Read a Terrific Book About Reading in Women’s Prisons

Book cover

Reading Is My Window: Books and the Art of Reading in Women’s Prisons
Megan Sweeney. Chapel Hill: The University of North Carolina Press, 2010. 332 pp.

Since you’re reading our blog and are interested in the work we do, you’ll want to know about this book.

Sweeney is an assistant professor of English and Afroamerican and African Studies at the University of Michigan at Ann Arbor. The book is based on individual interviews and group discussions with 94 women (mostly African American) in three institutions in North Carolina, Ohio and Pennsylvania.
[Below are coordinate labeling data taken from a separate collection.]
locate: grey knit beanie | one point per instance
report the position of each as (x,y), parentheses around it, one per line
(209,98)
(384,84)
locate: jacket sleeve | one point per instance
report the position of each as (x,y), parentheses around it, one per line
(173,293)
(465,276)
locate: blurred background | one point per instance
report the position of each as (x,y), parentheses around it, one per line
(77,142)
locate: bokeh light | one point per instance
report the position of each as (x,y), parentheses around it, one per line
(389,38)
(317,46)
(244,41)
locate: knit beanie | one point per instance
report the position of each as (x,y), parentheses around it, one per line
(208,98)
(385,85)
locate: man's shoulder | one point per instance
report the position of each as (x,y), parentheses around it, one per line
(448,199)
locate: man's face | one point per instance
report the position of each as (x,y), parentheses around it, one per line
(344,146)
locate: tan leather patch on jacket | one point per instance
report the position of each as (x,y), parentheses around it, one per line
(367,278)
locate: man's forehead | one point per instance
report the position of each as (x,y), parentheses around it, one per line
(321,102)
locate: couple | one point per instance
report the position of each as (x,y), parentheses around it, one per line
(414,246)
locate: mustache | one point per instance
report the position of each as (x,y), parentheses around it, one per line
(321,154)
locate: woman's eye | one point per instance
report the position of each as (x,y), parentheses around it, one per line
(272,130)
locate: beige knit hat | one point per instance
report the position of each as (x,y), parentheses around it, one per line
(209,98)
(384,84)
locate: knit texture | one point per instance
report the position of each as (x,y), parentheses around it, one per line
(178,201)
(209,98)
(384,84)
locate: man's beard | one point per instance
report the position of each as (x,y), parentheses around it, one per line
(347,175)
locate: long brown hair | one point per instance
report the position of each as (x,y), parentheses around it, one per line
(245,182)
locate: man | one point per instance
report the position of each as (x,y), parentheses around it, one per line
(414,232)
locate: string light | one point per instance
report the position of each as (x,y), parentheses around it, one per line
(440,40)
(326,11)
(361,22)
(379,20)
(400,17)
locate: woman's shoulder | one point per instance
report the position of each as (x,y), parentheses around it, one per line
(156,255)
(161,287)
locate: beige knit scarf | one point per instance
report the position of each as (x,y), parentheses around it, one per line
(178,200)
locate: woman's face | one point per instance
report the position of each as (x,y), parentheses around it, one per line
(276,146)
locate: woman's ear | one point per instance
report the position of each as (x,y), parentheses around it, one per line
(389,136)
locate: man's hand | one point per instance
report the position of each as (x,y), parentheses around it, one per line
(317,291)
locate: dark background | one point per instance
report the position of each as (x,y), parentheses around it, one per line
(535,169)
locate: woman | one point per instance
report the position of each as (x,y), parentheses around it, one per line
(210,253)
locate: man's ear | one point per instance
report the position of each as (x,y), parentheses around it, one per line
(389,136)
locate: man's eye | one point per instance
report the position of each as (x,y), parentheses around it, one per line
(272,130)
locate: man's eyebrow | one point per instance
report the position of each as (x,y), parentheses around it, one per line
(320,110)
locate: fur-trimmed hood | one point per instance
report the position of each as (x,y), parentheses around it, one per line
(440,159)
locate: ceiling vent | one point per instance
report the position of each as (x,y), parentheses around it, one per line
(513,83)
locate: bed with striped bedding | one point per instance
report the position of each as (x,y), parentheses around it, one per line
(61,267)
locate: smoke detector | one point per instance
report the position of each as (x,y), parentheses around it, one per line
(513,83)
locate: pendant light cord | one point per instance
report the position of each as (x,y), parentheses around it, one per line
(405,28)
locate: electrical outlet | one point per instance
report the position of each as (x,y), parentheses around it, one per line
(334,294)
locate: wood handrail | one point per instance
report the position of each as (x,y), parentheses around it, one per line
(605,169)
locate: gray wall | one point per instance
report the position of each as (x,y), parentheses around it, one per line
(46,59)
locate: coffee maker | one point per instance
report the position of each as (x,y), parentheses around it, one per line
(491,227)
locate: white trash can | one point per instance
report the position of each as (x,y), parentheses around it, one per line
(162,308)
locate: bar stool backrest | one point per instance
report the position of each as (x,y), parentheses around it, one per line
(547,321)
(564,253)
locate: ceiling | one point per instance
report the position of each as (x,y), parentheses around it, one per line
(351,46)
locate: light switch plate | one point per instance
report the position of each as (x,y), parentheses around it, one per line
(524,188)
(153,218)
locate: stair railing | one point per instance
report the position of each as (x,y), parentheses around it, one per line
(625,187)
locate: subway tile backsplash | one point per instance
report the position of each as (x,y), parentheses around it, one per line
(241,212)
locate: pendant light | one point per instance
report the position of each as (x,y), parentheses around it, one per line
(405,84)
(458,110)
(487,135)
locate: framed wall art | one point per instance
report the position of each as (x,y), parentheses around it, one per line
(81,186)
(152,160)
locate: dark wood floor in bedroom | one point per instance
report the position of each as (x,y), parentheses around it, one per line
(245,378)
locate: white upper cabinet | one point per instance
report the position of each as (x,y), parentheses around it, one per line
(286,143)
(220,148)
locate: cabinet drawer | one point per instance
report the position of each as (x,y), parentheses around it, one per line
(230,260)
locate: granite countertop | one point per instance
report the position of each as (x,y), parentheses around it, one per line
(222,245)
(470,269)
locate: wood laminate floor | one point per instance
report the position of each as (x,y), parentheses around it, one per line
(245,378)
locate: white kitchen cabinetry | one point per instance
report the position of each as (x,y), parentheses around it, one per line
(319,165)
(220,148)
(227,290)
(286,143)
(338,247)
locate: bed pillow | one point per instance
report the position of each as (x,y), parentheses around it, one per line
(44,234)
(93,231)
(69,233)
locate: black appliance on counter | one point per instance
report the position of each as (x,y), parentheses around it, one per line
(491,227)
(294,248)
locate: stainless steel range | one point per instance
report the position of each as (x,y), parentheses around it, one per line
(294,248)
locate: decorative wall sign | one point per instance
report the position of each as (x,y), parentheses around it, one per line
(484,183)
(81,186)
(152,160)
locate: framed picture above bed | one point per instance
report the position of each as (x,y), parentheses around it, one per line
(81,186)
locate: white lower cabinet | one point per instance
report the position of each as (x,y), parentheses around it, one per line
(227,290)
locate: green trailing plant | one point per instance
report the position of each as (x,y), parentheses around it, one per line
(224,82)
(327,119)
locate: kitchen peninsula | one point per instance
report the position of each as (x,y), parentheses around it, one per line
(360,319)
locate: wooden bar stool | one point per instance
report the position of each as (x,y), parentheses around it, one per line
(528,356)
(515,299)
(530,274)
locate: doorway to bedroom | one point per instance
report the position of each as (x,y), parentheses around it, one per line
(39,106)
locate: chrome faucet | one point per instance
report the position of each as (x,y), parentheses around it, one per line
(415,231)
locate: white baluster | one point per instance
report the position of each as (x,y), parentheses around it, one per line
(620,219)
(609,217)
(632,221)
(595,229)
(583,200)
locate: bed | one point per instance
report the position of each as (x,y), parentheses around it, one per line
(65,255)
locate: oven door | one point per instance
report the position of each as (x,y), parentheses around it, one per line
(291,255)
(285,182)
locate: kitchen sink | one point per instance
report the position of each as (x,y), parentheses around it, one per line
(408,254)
She organized reading groups focusing on narratives of victimization, African American urban fiction, and self-help and inspiration texts, and explored how “women use reading to counter the ‘social death’ that imprisonment entails, and to achieve critical insight, self-development, and even transformation.”

Much of the book confirms what we have observed as volunteers—such as the popularity of some genres—but she illuminates in wonderfully complex ways “the wide range of motivations, needs, and desires that women bring to the act of reading.” We’re reminded too that the sight and smell and feel of books can be vital “in a space that offers few sanctioned opportunities for soothing human touch, intimacy or sensory delight.”

The women’s voices are a strong current throughout. For example, Denise reflects after her final group discussion, “Finally, I got a chance to say how I feel about a book to somebody that was willing to listen, somebody that understood, somebody else that saw some of the things I did. I got excited about every book I read because it was like a me inside of me getting a chance to come out, and it would just live!'”

Sweeney also provides an overview of the history of reading programs, education and libraries in U.S. penal institutions—and how opportunities for reading and education have been reduced in recent years (while television viewing is greatly encouraged).

Despite the challenges, the resourcefulness of the women shines through in their engagement with books, including in ways she didn’t necessarily expect. For example, she raises the concerns of some feminist theorists that self-help books can instill an identity of victimization, but we see how the women in prison actually use such books to make meaning of their own experiences in a variety of insightful and productive ways.

This is an important, compassionate book. Highly recommended. And yes, she does mention Chicago Books for Women in Prison. You’ll find us in the Appendix under “Organizations that Gather Books for Prisoners: A Representative Sample.”